"Tout le monde avait fait un pari sur la personnalité de Bachar al-Assad. On pensait que son côté occidental ferait de lui un réformateur et, s'il n'y avait pas eu les manifestations de 2011, cela aurait peut-être été le cas", explique à la RTS Antoine Vitkine, réalisateur de "Bachar, moi ou le chaos", diffusé dimanche soir.
Précipité dans l'ordre de succession après le décès accidentel de son frère aîné, Bachar al-Assad, l'ophtalmologue formé au Royaume-Uni et marié à une banquière londonienne, devient président en 2000. Il aime conduire sa voiture lui-même et écouter quelques vieilles chansons françaises, rappellent des images d'archives présentées dans le film. Mais très vite, l'espoir laisse place à la désillusion. Lors du Printemps arabe, il réprime durement le soulèvement populaire en Syrie. Cette répression sera le point de départ d'une guerre civile ayant fait près d'un demi-million de morts.
Bachar al-Assad révèle aussi quelque chose sur nous, les Occidentaux, et notre place dans le monde
"Mon but n'était pas de faire un portrait intime, mais de cerner sa personnalité en croisant les points de vue. Sa figure révèle aussi quelque chose sur nous, les Occidentaux, et notre place dans le monde", note Antoine Vitkine.
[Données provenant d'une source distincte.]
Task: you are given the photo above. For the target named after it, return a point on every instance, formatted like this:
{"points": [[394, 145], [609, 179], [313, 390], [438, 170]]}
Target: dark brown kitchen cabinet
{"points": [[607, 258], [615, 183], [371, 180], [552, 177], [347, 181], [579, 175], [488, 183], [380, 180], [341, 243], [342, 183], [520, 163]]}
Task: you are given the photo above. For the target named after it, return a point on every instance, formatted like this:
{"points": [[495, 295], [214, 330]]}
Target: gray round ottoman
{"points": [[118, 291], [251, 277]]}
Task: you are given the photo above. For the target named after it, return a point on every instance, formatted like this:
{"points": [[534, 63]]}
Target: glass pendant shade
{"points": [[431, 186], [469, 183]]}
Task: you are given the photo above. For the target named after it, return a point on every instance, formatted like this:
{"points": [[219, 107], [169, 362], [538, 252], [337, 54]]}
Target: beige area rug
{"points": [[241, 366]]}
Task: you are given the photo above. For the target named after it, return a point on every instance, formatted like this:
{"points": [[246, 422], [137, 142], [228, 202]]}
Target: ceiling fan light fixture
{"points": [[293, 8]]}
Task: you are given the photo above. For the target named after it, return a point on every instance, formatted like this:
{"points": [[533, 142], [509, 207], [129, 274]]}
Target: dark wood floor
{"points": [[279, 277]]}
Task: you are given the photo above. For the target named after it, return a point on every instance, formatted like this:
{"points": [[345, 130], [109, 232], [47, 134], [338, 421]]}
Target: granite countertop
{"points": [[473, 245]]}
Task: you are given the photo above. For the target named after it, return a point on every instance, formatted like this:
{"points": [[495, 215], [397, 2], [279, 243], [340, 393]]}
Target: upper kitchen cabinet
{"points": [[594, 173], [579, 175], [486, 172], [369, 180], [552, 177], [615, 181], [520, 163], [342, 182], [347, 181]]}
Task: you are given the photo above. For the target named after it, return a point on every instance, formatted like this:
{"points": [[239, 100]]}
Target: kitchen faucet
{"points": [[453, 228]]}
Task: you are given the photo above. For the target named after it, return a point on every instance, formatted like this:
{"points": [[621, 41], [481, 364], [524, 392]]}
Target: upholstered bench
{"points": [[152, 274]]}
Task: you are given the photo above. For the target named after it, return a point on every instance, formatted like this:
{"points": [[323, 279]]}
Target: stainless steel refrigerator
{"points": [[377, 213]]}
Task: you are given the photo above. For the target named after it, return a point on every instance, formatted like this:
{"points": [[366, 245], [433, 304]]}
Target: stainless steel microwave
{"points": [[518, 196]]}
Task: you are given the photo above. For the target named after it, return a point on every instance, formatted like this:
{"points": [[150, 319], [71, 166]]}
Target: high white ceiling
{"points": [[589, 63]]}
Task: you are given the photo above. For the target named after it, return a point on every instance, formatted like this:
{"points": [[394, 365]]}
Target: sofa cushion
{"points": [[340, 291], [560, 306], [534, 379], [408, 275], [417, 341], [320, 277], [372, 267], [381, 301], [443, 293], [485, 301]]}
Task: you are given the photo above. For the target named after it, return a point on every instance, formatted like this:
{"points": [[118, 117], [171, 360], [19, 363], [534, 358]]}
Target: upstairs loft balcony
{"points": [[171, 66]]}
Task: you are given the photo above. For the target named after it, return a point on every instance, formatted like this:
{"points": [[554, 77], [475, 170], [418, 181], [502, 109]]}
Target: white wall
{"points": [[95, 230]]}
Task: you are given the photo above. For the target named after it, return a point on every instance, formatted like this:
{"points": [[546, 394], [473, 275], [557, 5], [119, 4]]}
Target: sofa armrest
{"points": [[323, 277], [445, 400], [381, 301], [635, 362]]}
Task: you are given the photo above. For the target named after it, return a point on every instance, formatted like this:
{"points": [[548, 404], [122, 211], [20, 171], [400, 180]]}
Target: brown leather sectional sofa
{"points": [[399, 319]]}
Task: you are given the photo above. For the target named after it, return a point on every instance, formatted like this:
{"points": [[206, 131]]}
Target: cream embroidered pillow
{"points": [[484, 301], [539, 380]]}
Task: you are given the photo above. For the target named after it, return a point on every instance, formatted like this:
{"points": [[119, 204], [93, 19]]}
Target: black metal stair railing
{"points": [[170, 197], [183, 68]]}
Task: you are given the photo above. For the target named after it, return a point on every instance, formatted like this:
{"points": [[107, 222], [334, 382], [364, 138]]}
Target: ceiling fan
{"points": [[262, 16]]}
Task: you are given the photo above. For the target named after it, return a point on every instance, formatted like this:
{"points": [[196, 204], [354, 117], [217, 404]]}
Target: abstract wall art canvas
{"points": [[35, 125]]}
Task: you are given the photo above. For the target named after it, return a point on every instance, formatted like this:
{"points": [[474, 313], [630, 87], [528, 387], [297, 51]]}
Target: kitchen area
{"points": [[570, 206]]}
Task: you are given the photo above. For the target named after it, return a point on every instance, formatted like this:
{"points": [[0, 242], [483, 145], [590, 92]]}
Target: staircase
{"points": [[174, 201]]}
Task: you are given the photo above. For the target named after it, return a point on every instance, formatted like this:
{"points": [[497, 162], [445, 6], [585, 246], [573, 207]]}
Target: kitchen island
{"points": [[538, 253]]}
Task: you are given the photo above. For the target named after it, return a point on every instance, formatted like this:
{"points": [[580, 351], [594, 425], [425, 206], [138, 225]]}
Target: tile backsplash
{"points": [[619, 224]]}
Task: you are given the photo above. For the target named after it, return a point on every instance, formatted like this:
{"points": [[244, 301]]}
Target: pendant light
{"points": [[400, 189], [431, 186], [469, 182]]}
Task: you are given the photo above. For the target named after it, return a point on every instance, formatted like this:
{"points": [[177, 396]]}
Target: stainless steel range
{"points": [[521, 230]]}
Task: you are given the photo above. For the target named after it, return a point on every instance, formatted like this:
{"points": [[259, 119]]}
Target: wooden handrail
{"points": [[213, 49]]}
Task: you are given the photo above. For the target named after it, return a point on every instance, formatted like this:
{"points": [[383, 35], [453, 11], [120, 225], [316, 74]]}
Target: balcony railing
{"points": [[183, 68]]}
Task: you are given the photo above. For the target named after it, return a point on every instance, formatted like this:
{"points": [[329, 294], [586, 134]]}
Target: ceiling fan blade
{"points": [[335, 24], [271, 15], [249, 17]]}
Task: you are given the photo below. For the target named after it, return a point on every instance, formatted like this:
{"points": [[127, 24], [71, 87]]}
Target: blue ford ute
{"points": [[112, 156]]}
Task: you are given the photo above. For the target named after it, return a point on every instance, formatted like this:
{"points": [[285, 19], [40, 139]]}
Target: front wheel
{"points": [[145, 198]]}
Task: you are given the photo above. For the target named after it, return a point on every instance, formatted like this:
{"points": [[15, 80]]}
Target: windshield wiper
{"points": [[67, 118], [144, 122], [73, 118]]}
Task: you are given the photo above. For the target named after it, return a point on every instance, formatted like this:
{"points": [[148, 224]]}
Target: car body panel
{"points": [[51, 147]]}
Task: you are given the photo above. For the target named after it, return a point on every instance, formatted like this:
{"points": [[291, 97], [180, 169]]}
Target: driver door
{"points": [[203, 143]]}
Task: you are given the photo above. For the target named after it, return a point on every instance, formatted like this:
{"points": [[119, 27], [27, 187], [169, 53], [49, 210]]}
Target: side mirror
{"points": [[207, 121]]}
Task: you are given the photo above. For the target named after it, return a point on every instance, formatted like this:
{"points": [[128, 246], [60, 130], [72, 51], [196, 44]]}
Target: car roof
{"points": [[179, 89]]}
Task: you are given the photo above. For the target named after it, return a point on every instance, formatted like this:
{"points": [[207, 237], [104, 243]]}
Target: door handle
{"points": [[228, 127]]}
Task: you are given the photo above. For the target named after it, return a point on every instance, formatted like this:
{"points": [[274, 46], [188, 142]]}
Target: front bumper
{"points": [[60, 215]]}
Pour lui, la Syrie marque "la fin de l'illusion de l'Occident de peser dans le monde, l'entrée dans l'ère de l'impuissance et du réalisme".
Basculement en 2013
Le basculement a lieu en août 2013, estime le documentaire, lorsque les Etats-Unis renoncent à punir le régime syrien qui est pourtant soupçonné d'avoir utilisé des armes chimiques contre des civils près de Damas, franchissant ainsi la ligne rouge qu'avaient fixée les Occidentaux. Principal argument du président américain Barack Obama: le risque d'engrenage trop élevé et le chaos que pourrait créer le départ de Bachar al-Assad.
"C'est le discours de tous les dictateurs au Moyen-Orient de se poser en garants de la stabilité", observe le chercheur de l'Université de Lausanne, Joseph Daher, interrogé par la RTS. Opposant de gauche au régime de Damas, ce Suisse d'origine syrienne met toutefois en garde: "Les dictatures ont favorisé l'émergence de groupes fondamentalistes islamiques pour asseoir leur pouvoir."
"C'est toute la démarche de Bachar al-Assad de dire: 'Je ne suis peut-être pas un saint homme', mais les autres sont tellement épouvantables qu'il faut me soutenir. Il en joue, et il en joue habilement", analyse également l'ex-chef de la diplomatie française, Laurent Fabius, dans le film.
Un côté "Teflon"
Avec ses allures de cadre supérieur, le président syrien s'est transformé en criminel de guerre sans se départir de son air imperturbable lors des entretiens qu'il accorde régulièrement à la presse internationale.
"Ce qui est intéressant chez lui, c'est son côté Teflon. Rien ne semble l'atteindre", se souvient le journaliste de Paris Match, Régis Le Sommier, qui l'a rencontré fin 2014.
Personne ne doute plus du cynisme de ce bon docteur qui s'était posé en réformateur à son arrivée au pouvoir
"Personne ne doute plus du cynisme de ce bon docteur qui s'était posé en réformateur à son arrivée au pouvoir", confirme à la RTS Souhaïl Belhadj-Klaz, chercheur à l'Institut des hautes études internationales et du développement (IHEID) à Genève. "Au vu de la situation actuelle, il est toutefois évident que Bachar al-Assad et ses alliés ne gagneront pas à long terme. Jamais ils ne pourront assurer la domination sur tout le territoire ni retrouver leur légitimité. Le régime va agoniser longtemps avant de se désagréger comme l'URSS", prédit-il.
Un combat idéologique
Il n'empêche, aux journalistes qu'il a accepté de rencontrer, dont les Alémaniques de SRF, Bachar al-Assad ne cesse de répéter qu'il est de son devoir "de défendre son pays contre le terrorisme qui a envahi la Syrie".
>> Voir les extraits de l'entretien fait par SRF : Bachar al-Assad est "certain de gagner la guerre en Syrie"
"Si ce n'était pas lui, ce serait le chaos; c'est ce qu'il dit, mais s'il reste, la guerre va continuer", résume son opposant de l'Université de Lausanne, Joseph Daher. Et de conclure: "La seule vraie condition pour la paix, c'est le départ d'Assad et de ses colistiers au pouvoir, le jugement de tous les criminels de guerre, dont il fait partie, et une transition politique vers un ordre démocratique, social et laïc sans discriminations ethnique et confessionnelle."